In 1922, she made her debut as a child actress and acted in film Indrajit in a supporting role. Devi made her screen debut in lead role in Prem Sanyas (1925), also known as The Light of Asia, playing the role of Gopa. The film was a major international success, particularly in Europe, and established her as an overnight star.

She became a central figure in a trilogy of films produced by Rai's Great Eastern Film Corporation in collaboration with the German company Emelka and British Instructional Films.

Three of her most successful films were: The Light of Asia, Shiraz, and Prapancha Pash. She worked in Shiraz a romance about the construction of the Taj Mahal, where Devi played the "other woman," a manipulative rival to Mumtaz Mahal. A Throw of Dice (Prapancha Pash, 1929) which was an epic drama based on an episode from the Mahabharata. All three of these films were made through the collaboration of German film director Franz Osten and Indian actor-producer Himanshu Rai along with Bavarian company Emelka. This unique trilogy were connected to three different religions and based on three different stories of Indian history/mythology: The Light of Asia was based on the life of Buddha, Shiraz was based on construction of the Taj Mahal and Prapancha Pash, better known by its English title A Throw of Dice, was based on a story from the Mahabharata. Seeta Devi was the leading actress in all these three films, though the role in Shiraz was that of 'the other woman'.

===Madan Theatres and later silent films ===
Beyond her work with Rai and Osten, Devi was a star for Madan Theatres in Calcutta.

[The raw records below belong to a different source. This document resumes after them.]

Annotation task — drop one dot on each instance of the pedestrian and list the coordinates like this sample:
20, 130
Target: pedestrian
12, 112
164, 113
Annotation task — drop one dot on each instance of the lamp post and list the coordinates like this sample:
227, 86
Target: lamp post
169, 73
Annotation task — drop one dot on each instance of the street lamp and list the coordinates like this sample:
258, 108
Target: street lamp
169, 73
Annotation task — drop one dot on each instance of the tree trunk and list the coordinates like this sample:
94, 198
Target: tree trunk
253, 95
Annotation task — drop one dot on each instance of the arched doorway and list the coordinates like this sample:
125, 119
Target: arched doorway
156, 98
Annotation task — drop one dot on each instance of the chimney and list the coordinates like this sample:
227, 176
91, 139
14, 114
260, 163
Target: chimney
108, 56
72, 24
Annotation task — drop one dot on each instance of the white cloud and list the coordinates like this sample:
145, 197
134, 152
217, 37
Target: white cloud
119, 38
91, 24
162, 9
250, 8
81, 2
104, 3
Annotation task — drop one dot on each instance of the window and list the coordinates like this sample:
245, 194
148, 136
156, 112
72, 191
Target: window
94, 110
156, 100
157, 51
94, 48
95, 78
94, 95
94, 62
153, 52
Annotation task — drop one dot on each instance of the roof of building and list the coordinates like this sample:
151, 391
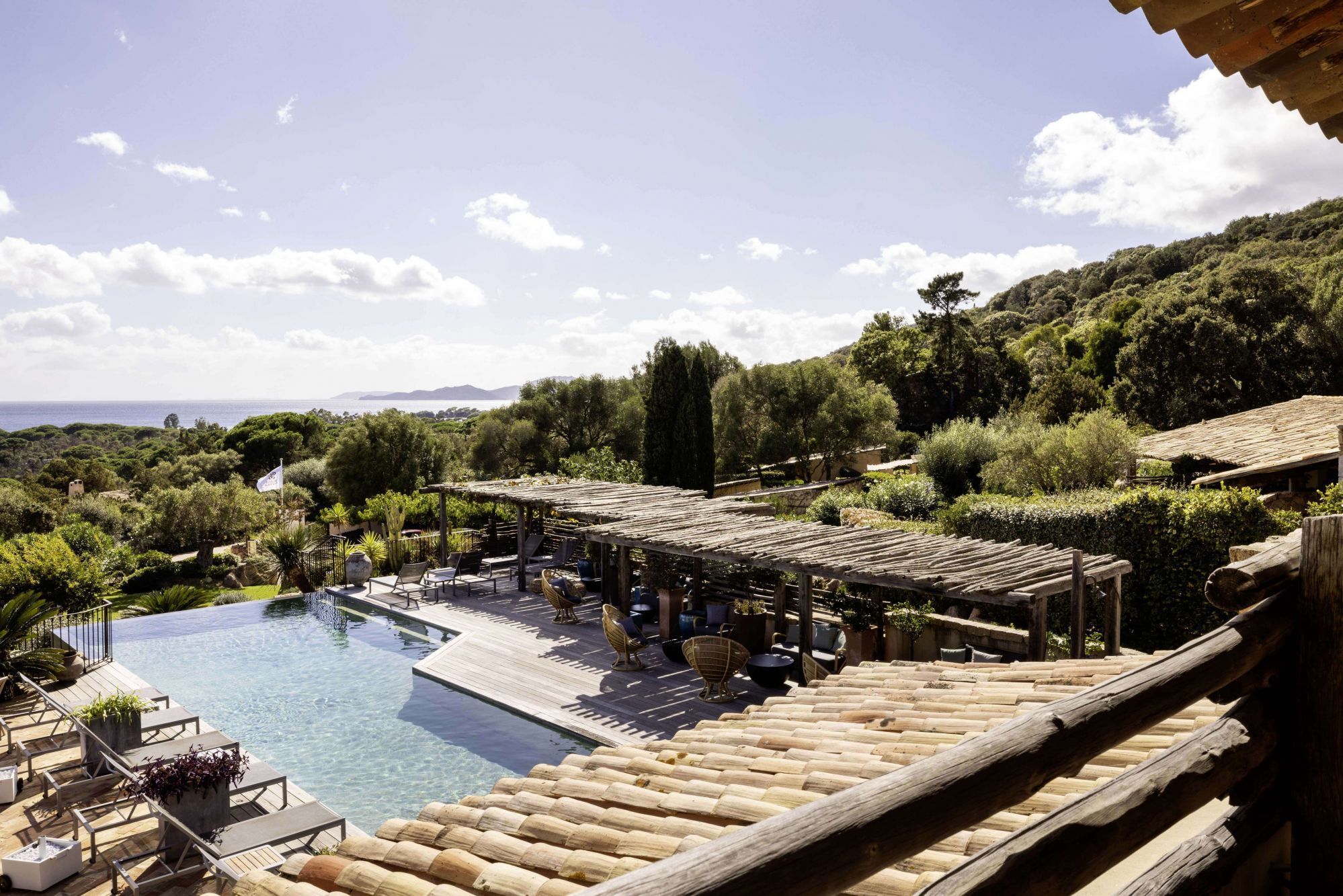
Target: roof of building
1293, 48
596, 817
732, 531
1266, 440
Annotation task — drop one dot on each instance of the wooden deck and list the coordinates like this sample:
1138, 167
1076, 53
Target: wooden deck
31, 816
510, 653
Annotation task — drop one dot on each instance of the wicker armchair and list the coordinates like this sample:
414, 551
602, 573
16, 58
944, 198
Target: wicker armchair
716, 660
563, 604
622, 640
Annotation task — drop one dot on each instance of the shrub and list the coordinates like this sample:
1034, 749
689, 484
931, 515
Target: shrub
46, 565
1174, 538
955, 454
909, 497
827, 505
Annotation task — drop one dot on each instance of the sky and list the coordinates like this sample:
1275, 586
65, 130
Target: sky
300, 199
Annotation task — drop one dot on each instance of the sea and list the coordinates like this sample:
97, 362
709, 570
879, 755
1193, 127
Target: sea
20, 415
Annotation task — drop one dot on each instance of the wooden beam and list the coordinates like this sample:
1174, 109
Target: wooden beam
1317, 784
1207, 863
1114, 610
1039, 644
1079, 606
834, 843
1087, 838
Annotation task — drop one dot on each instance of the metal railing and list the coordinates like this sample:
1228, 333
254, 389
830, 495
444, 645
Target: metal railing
89, 632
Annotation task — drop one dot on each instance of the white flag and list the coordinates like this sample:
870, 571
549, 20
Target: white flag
273, 481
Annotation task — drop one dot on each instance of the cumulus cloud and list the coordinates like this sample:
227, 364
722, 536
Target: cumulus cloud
1215, 152
723, 296
56, 321
508, 216
109, 141
32, 269
912, 266
183, 172
755, 249
285, 113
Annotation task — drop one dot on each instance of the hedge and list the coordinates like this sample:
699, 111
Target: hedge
1174, 538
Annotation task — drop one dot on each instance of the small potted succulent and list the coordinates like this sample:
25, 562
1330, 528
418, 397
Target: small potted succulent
194, 789
114, 719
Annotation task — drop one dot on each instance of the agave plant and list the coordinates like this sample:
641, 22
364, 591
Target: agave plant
179, 597
282, 551
17, 617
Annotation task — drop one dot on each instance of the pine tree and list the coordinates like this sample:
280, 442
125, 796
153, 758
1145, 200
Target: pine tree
668, 387
701, 401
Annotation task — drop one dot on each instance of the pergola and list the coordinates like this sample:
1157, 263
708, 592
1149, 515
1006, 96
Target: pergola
731, 530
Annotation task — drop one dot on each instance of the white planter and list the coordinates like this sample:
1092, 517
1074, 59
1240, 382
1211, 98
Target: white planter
42, 864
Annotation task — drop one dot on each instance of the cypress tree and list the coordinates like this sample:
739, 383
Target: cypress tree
668, 386
701, 401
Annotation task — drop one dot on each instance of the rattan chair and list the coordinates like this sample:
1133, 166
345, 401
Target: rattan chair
626, 647
716, 660
565, 606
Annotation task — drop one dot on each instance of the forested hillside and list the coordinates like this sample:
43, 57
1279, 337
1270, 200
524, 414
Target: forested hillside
1164, 335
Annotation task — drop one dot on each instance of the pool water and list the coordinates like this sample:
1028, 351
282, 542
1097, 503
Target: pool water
325, 695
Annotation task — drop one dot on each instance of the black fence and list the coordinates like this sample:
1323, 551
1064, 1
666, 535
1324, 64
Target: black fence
89, 632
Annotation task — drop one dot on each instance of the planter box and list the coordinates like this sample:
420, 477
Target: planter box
42, 864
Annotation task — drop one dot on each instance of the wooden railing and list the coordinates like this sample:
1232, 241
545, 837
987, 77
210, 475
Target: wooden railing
1275, 754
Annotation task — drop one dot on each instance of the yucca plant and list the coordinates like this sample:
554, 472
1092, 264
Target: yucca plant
179, 597
282, 551
17, 617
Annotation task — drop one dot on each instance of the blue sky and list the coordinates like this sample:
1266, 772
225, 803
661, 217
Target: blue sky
233, 200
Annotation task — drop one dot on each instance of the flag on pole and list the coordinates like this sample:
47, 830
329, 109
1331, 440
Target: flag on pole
273, 481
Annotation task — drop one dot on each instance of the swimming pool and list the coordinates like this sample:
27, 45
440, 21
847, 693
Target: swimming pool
325, 694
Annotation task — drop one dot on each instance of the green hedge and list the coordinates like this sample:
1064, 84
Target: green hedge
1174, 538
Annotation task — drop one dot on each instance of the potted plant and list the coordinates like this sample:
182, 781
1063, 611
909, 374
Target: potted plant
748, 621
192, 789
904, 625
114, 719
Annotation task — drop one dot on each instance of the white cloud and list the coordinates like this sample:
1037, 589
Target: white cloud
42, 269
755, 249
285, 113
723, 296
108, 141
912, 266
508, 216
60, 321
183, 172
1215, 152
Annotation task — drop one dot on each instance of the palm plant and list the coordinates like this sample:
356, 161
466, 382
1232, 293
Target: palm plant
179, 597
17, 617
282, 554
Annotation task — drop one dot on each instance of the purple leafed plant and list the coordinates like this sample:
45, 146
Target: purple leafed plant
195, 772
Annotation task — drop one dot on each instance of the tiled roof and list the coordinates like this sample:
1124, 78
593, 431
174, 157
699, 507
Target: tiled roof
596, 817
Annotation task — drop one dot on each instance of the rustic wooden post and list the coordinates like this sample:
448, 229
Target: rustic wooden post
803, 613
1079, 648
522, 547
1317, 784
442, 528
622, 555
1114, 605
1039, 643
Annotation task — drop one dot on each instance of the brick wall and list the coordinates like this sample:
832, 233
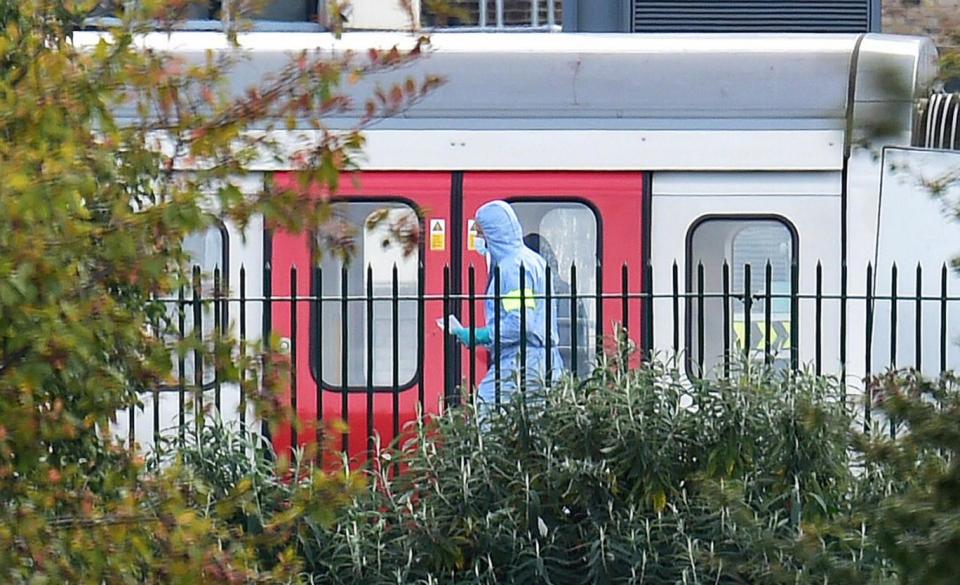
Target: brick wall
933, 18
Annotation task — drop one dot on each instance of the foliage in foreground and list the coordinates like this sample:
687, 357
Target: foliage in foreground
93, 215
636, 477
630, 477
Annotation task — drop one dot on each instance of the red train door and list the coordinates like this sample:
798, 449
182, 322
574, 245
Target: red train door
589, 221
341, 372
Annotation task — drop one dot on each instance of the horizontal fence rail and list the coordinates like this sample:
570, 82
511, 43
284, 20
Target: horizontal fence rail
373, 355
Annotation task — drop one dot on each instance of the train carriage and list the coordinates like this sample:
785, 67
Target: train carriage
746, 155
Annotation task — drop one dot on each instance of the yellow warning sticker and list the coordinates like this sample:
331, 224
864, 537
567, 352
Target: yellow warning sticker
471, 235
438, 234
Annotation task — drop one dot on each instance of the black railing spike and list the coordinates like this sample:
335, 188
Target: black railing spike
344, 359
918, 339
496, 335
523, 328
395, 357
574, 337
675, 294
472, 313
448, 381
747, 310
548, 328
818, 320
767, 312
726, 333
893, 315
318, 352
294, 438
700, 320
601, 326
943, 317
371, 439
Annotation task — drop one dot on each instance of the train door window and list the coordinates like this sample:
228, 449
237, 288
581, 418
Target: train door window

She appeared in several film adaptations of Bankim Chandra Chatterjee's novels, including Durgesh Nandini (1927), Kapal Kundala (1929), and Krishnakanter Will (1926).

In the late 1920s, Devi travelled to Paris to seek roles in European films but was told she did not look "Indian enough" for the exotic expectations of Western producers.

Later she directed a film Bharat Ramani (also known as The Enchantress of India) in 1930 and she acted in the lead role. The same year she directed and produced Kal Parinaya (also known as Fatal Marriage) and she portrayed the role of Kishori.

=== Talkie films ===
Like many silent era stars, she struggled with the transition to "talkies". With the coming of sound, Seeta found a lull in her career, as it now required an actor to be proficient in Hindustani. She took some break from acting and learned the language, she made her comeback with the talkie version of Rose of Kashmir (1931) which became popular at the box office as her fans got to hear her voice and talk on screen for the first time despite her struggling with the dialogues the film became famous. Her early talkie film credits include Naseeb Ni Balihari (1931) and Shikari (1932) both films were hits at the box office. She continued acting into the early sound era with films like Raja Gopichand (1933) which was a hit film at the box office. Devi retired from acting and the screen in the early 1933 following the introduction of sound in Indian cinema.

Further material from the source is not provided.